Is Law School Worth It?
Law school is worth it only when the debt you take on is structurally supported by a realistic earnings path and a career you can actually tolerate for long enough to realize the payoff. If you can get into (or credibly compete for) outcomes with high placement into Big Law, strong federal clerkships, or well-funded public interest via LRAP/PSLF, and you can keep borrowing moderate through scholarships or in-state tuition, the ROI can pencil out. If your plan relies on being “top 10%” at a school with weak placement, on vague interest in “business law,” or on borrowing close to full cost without a clear repayment backstop, it usually isn’t. Run three quick checks: your all-in cost of attendance, your likely debt at graduation, and your median first-year salary outcome for your target schools (not the national average). Then stress-test repayment on a standard 10-year plan and on income-driven repayment, and ask whether you’d still choose the work if the higher-paying outcomes don’t materialize.

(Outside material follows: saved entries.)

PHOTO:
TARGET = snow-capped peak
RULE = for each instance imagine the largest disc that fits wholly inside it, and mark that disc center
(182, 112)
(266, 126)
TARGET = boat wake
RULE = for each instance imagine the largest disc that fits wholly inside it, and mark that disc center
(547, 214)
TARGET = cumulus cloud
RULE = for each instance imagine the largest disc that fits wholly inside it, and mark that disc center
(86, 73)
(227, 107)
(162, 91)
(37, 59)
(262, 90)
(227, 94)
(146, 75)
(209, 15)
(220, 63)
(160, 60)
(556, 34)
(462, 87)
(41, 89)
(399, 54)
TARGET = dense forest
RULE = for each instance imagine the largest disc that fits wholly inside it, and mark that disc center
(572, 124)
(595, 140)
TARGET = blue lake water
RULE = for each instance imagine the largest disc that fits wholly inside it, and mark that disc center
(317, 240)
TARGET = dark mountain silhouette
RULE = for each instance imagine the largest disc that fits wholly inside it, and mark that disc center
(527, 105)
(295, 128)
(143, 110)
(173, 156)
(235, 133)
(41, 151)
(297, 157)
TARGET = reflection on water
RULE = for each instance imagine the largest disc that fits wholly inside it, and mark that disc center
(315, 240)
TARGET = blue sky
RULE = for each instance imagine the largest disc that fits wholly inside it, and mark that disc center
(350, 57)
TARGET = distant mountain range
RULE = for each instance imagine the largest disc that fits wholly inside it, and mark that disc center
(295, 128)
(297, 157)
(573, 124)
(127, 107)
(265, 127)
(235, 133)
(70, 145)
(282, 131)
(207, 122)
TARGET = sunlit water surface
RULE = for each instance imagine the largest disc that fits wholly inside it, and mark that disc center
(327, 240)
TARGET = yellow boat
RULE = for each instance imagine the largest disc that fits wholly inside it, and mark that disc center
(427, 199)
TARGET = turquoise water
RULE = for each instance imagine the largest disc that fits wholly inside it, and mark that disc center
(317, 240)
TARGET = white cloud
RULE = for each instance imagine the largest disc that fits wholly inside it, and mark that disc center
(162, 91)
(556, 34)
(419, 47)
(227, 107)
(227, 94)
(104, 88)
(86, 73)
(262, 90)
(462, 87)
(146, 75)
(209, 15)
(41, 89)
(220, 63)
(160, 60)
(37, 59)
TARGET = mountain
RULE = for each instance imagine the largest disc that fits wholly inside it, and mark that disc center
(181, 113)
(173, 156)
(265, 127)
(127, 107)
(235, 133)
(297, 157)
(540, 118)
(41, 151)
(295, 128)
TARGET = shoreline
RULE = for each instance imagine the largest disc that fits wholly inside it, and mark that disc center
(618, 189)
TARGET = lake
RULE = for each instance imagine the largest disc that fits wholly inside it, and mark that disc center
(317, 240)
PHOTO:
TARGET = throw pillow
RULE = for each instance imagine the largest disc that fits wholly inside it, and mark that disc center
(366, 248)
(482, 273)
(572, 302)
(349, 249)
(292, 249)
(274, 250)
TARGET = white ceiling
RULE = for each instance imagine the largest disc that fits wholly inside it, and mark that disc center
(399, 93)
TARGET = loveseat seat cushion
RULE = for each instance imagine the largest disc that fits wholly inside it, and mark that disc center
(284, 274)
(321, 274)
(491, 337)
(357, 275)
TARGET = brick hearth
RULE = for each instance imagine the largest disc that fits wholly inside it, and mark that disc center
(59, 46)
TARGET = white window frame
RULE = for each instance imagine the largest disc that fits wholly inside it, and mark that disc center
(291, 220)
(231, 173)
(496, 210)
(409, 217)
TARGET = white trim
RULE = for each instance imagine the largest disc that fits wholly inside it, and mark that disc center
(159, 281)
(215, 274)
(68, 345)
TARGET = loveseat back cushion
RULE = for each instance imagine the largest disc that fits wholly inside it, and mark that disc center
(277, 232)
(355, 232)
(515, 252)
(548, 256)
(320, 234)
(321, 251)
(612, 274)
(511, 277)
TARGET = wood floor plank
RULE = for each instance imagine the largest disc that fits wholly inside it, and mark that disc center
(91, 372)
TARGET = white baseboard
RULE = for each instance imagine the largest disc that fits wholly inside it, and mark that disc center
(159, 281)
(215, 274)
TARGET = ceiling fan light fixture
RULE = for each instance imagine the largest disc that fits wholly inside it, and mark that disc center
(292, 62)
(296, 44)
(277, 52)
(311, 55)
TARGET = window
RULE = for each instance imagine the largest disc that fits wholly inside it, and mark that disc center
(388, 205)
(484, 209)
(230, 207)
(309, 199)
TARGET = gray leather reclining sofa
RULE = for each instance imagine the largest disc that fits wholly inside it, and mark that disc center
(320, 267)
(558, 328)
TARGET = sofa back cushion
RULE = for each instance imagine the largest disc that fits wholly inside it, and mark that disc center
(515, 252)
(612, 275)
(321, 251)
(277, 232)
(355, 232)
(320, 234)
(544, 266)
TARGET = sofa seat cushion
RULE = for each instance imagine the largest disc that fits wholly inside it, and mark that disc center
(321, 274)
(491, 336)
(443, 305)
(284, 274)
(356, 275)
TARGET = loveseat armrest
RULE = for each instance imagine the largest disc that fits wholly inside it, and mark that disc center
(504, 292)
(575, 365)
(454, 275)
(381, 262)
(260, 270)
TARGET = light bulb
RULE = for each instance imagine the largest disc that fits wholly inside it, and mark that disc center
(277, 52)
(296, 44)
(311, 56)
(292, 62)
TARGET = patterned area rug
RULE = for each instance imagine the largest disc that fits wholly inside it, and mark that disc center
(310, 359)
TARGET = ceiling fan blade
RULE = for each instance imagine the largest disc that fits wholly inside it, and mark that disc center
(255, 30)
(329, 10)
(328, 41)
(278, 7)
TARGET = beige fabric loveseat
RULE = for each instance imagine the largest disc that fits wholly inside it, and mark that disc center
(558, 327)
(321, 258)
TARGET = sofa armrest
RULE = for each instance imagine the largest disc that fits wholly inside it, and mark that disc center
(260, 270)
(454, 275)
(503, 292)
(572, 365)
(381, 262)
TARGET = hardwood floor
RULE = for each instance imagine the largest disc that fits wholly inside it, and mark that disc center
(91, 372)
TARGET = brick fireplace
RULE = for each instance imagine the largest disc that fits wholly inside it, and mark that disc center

The more useful question isn’t “Is law school worth it?” but “What is the downside if the median outcome happens, and can I live with that downside?” Treat this as a portfolio decision: school choice, scholarship, geography, practice area, and your risk tolerance are linked variables. Candidates who fare best decide backward from constraints, not aspirations: they set a maximum monthly payment they’re willing to carry, a minimum acceptable job type, and a maximum number of years they’ll stay if the work is a grind. If the numbers work only under a best-case placement scenario, you’re not evaluating law school, you’re buying an option with a high premium. The higher-leverage move is to engineer the deal terms (school, cost, and placement) so the median outcome is still acceptable.